8.1 – Arrays Introduction

by subbu on October 22, 2013

Any variable belongs to any type can store only a single value, assigning another value results, overwriting the new value on the old value.

#include<stdio.h>
int main()
{
int x=10;
x=45;
printf("%d",x);
return 0;
}

Output:
45

In the above example x is initialized with 10, in the next statement x is assigned with 45. Here the new value 45 is overwritten on 10.
The moral of this example is, only a single value can be stored in a variable at a time.

Need of an array:

Some times, we need to handle multiple values through the program. Say for example, need to accept sales of a product for 12 months and find months of maximum and minimum sales.

One way to accept sales of 12 months is declaration of 12 variables, accepting the data into individual variables and finding maximum and minimum using if-else selection statement. It would be a 100 line program.

Another way of handling this problem is declaration of a single variable which can store 12 values of similar types. Is it not simple to use a single variable rather using 12 variables to store 12 values?

Array is a variable that can store multiple values of similar type.

How an array is declared?

We specify the name of variable, size in subscript ([]) that is the number of values needs to be stored in and the type of values need to be stored.
Say for example, if we want to store 5 int type of values in a variable called a then the statement must be written as

int a[5];

Simple array in C language
If we want to store 7 floating point values in a variable called x then the statement must be written as

float x[7];

simple float array

How elements are accessed?

When an array is declared, multiple memory locations of specified number and type are selected in adjacent locations.

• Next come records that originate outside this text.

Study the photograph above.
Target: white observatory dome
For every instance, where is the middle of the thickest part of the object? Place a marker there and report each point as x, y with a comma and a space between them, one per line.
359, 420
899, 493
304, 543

Each memory location can hold a single value called element.

Every element in an array is identified with an index. The index is written with in the subscript []. In C language index of the first element is always 0 and last element is always size-1.

Say for example, if we have an array of size 5 with the name x then the index of first element is 0 and last element is 4. The first element is accessed as x[0] and the last element is accessed as x[4].

int x[5];

Elements of an arrayHere subscript operator is used in two cases, one is to specify the size while declaration and another is to specify the index while accessing element of array.

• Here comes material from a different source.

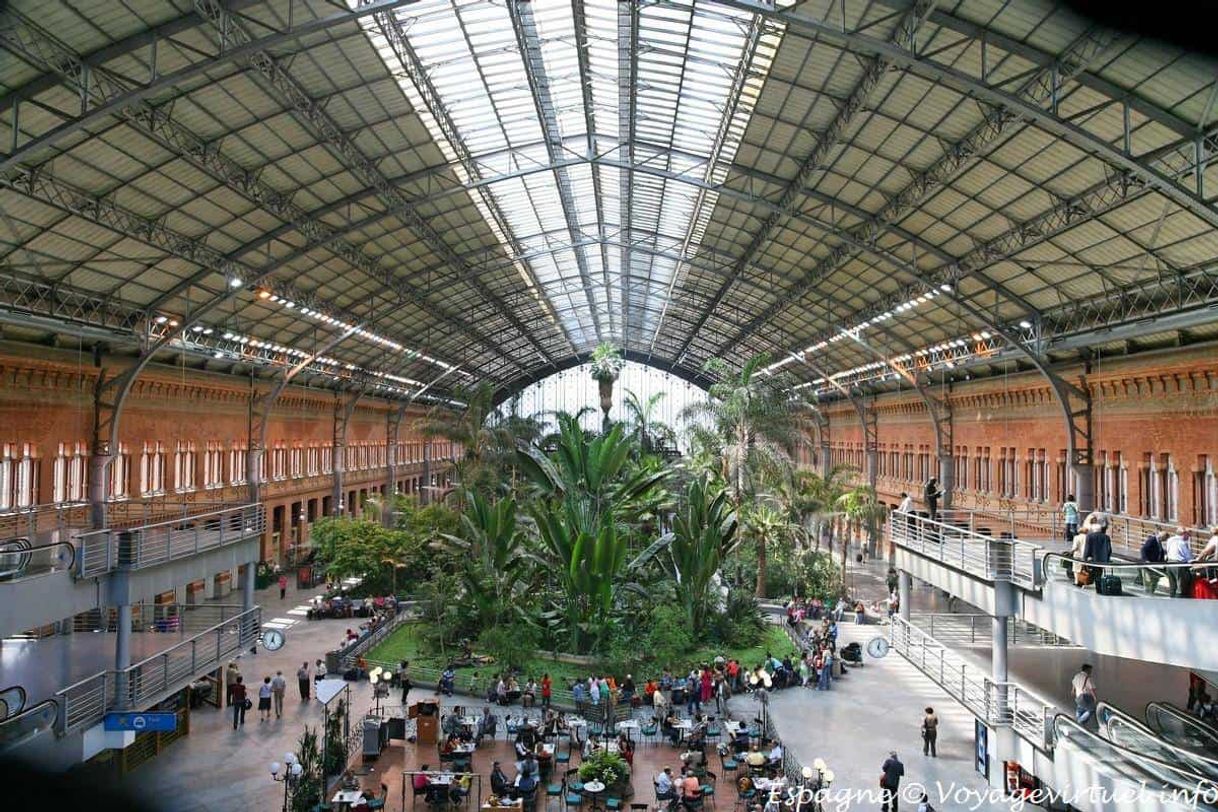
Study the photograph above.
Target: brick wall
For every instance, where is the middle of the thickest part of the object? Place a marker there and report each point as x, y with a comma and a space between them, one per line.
1155, 421
46, 403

int x[5];     /* allocates 5 int type memory allocations */
x[0]=10;      /* assigns to 1st element */
x[1]=25;      /* assigns to 2nd element */
x[4]=45;      /* assigns to last element */

Array elements as normal variables:

Elements of array behaves like normal variables, participate in all operations like arithmetic, relational and logical operations.

Operations on array elements

#include<stdio.h>
int main()
{
int x[5];                        /* allocates 5 elements */
x[0]=10;                         /* assigns 10 to x[0]  */
x[1]=5;                          /* assigns 5 to x[1] */
x[2]=x[0]+x[1];                  /* assigns 10+5 - 15 to x[2] */
x[3]=x[0]>x[1];                  /* assigns 10>5 - 1 to x[3] */
x[4]=!x[3];                      /* assigns  !1 - 0 to x[4] */
printf("x[0]\t%d",x[0]);
printf("\nx[1]\t%d",x[1]);
printf("\nx[2]\t%d",x[2]);
printf("\nx[3]\t%d",x[3]);
printf("\nx[4]\t%d",x[4]);
return 0;
}

Output:
x[0]    10
x[1]    5
x[2]    15
x[3]    1
x[4]    0

Specification: Accept two numbers and print the sum, subtraction and product.

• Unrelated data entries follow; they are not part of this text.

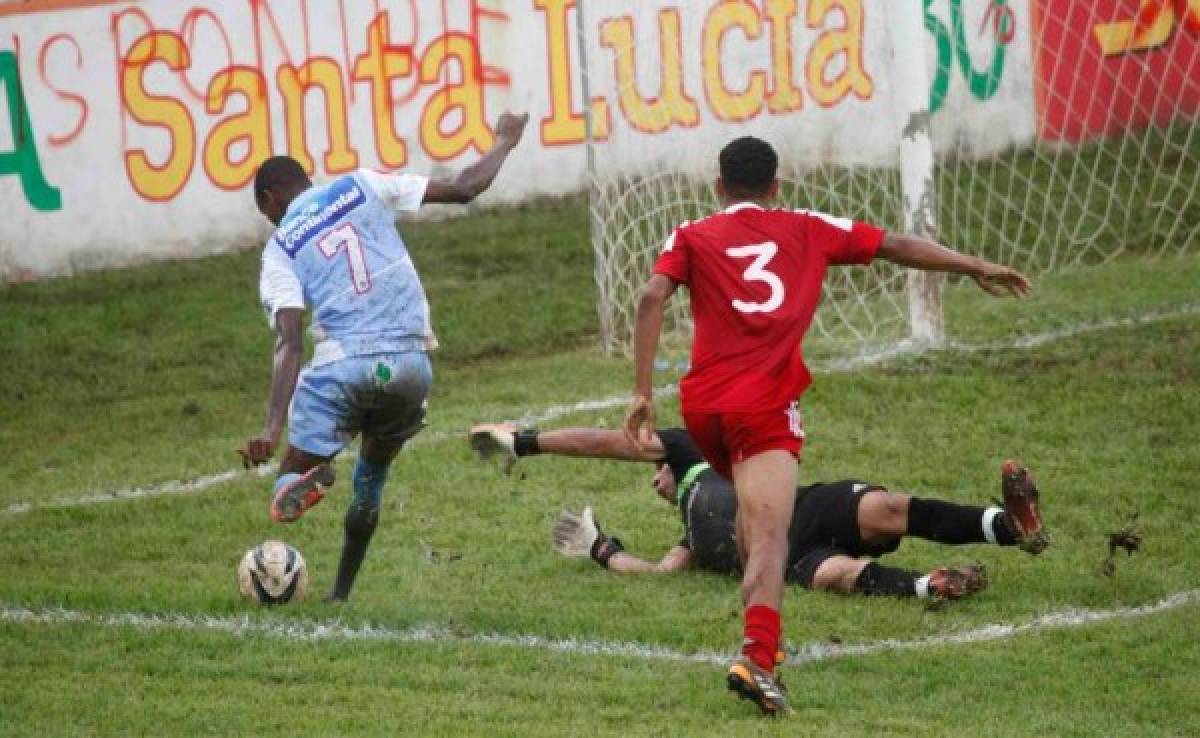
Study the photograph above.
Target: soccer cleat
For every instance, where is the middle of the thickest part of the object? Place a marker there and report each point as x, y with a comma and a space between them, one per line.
757, 685
291, 502
497, 439
1021, 510
955, 582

Here we can declare 5 int type variables to accept two numbers and calculate sum, subtraction and product like

int x,y,sum,sub,pro;

Rather declaring individual variables, we can declare an int type array of size 5 to handle this problem.

int a[5];

Here the array has 5 elements, a[0] and a[1] are used to store two accepted numbers and a[2], a[3] and a[4] are used to store sum, subtraction and product.

We can accept the data from the keyboard and store into array elements using scanf() statement like

scanf("%d%d",&a[0],&a[1]);

Program:

#include<stdio.h>
int main()
{
int a[5];
printf("Enter two numbers:\n");
scanf("%d%d",&a[0],&a[1]);     /* Accepting data from the keyboard */
a[2]=a[0]+a[1];
a[3]=a[0]-a[1];
a[4]=a[0]*a[1];
printf("Sum %d\nSubtraction %d\nProduct %d",a[2],a[3],a[4]);
return 0;
}

Execution:
Enter two numbers:
23      78
Sum 101
Subtraction -55
Product 1794

Example explained:

Arithmetic operations on elements

  • Address of (&) symbol is used to accept the data from the keyboard and store into the specified elements.
  • scanf(“%d%d”,&a[0],&a[1]); accepts two numbers from the keyboard and stores into a[0] and a[1].
  • Addition, subtraction and product of these elements are stored into a[2], a[3] and a[4]
  • Finally the values of  a[2], a[3] and a[4] are printed as output.